Did you have a baby that was diagnosed with a birth defect on ultrasound? How did you cope?
Two weeks ago we had a consult with a geneticist following my wife's 20 week ultrasound. They discovered a fairly serious defect in our baby's intestines that, while easily reparable with surgery, may in rare cases be a marker for an absolutely horrific genetic skin disease.
We're trying to decide whether or not to roll the dice and move forward with the pregnancy. The odds are extremely good that she will have a surgery after delivery and live a perfectly normal life. But there is a slim chance that she will die immediately upon delivery, and a slimmer chance still that she will survive and live a short life of pain and humiliation.
We're devastated, as you might imagine, and are trying to figure out what to do. I can find out plenty about the particular conditions we're looking at on various community boards. But nobody tells you how to keep moving forward with your life while you try to figure this shit out.

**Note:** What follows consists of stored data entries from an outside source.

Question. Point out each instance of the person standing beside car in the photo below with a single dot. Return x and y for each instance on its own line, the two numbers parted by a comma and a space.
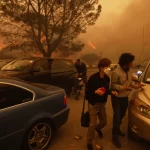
121, 81
96, 94
81, 70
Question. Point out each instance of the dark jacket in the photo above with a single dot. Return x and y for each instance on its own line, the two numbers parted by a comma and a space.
81, 68
95, 82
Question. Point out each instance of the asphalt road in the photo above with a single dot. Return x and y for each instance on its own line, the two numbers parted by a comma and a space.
64, 138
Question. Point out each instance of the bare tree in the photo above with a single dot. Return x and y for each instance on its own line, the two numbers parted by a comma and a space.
52, 23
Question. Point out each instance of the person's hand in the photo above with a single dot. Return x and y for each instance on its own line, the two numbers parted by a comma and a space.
141, 85
99, 92
128, 88
114, 93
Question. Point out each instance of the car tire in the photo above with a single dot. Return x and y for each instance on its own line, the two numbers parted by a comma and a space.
38, 136
132, 135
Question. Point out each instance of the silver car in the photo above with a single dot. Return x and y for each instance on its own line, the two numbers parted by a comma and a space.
139, 109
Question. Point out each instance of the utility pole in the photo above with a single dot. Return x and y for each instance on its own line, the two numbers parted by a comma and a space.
143, 44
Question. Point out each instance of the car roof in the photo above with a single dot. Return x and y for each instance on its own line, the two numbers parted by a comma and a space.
36, 58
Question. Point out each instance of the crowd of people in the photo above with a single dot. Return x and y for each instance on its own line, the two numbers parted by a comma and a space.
98, 87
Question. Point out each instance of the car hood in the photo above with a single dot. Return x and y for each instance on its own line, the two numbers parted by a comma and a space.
144, 94
10, 73
48, 88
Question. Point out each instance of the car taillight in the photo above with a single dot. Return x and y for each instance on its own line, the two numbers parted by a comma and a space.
141, 108
65, 100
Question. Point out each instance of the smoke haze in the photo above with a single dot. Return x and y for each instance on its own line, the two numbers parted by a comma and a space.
122, 32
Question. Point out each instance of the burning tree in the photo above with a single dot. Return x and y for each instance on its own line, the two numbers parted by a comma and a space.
50, 24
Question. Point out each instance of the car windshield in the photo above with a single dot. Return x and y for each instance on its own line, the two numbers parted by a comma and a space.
147, 75
18, 65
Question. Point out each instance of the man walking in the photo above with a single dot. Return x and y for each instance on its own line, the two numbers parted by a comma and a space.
121, 81
81, 69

If you've been through something like this, how did you cope? What did you do to keep from eating one another alive? I've got the ethical and philosophical side of things pretty well locked down, so I'd be most glad for the practical and creative advice you've got.
Bonus irony for those of you keeping score at home.
I don't have directly parallel experience to share, but my first thought is to seek support through your medical support team. Call your OB and your genetic counselor and tell them that you need additional help--both in making your decision about the pregnancy and in coping with the stresses on your relationship. Hopefully they can refer you to some good professionals who are experienced in these matters.
This kind of networking hooked me up with a support group for a much less drastic situation that was still painful and anxiety-provoking after my first daughter was born. It was a small, targeted group and would have been impossible to find otherwise, but was immensely helpful--only by talking to medical professionals about my anxiety was I hooked in.
If only I could think of something more meaningful to say than that I wish you the best of luck. My heart goes out to you and your family.